Key Concepts and Key Skills


Hillfort Specific
 
Cultural Isolation
Have the opportunity to experience listening to a different language. Help children to understand what it is to be a global citizen. This includes the importance of tolerance and understanding. Learning a language is ‘a liberation from insularity and provides an opening to other cultures.’ (DFE: September 2013)
Oracy
Linguistic progression and developing children’s self-confidence and subject knowledge in order to converse with one another.
 
Concepts ‘The Pillars of progression’
 
Grammar (progression of)
Present simple tense and present continuous tense
Simple future tense and future continuous tense
Develop the use of nouns, verbs, pronouns, conjunctions, adjectives and articles.
Vocabulary
High-frequency words
(nouns, adjectives, conjunctions and verbs)
Phonics
Clear and reliable pronunciation and the links between sounds and spelling are integral parts of second language learning.

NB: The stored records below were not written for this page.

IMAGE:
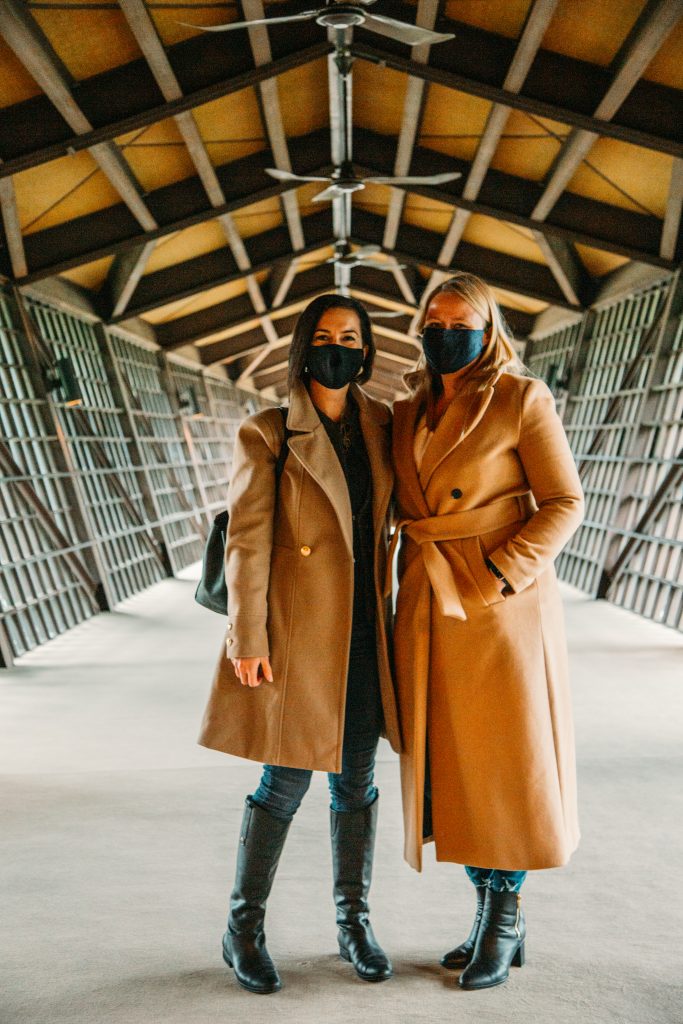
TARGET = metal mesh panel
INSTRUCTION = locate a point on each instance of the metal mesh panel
(650, 582)
(550, 356)
(99, 448)
(163, 451)
(40, 596)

Focus on the meaning-bearing sounds and how the phonemes are written and how the written word is pronounced.
 
Skills
 
Transferable skills
These include the following:
Continuing to develop speaking and listening skills, gaining a better understanding of the English language (by looking at the etymology of some French words) and having a greater understanding of linguistic structures and grammar as well as continuing to develop the children’s skills of reading (and reading for understanding) as well as writing.
Speaking and Listening
Make connections between what the children hear and the written word.
To develop accurate pronunciation and intonation.
To develop the skills of conversing with one another.
Reading for Understanding
When the children read the French words and phrases (and later, the sentences) they will have heard the pronunciation and have built up their knowledge of vocabulary over time in order to aid their understanding of what they have read.
Spelling
Ensuring that vocabulary is remembered over time
At the beginning of each lesson, focus on the ‘Wordbank Flashcards’ section which enables children to revise key words in previous and current units.
At the end of each lesson, focus on the ‘Storyboard’ section which consolidates the lesson.
Complete ‘The Challenge’ at the end of each
unit as an assessment.
Writing
To orally construct a sentence before writing it.
To write words, phrases and sentences in French.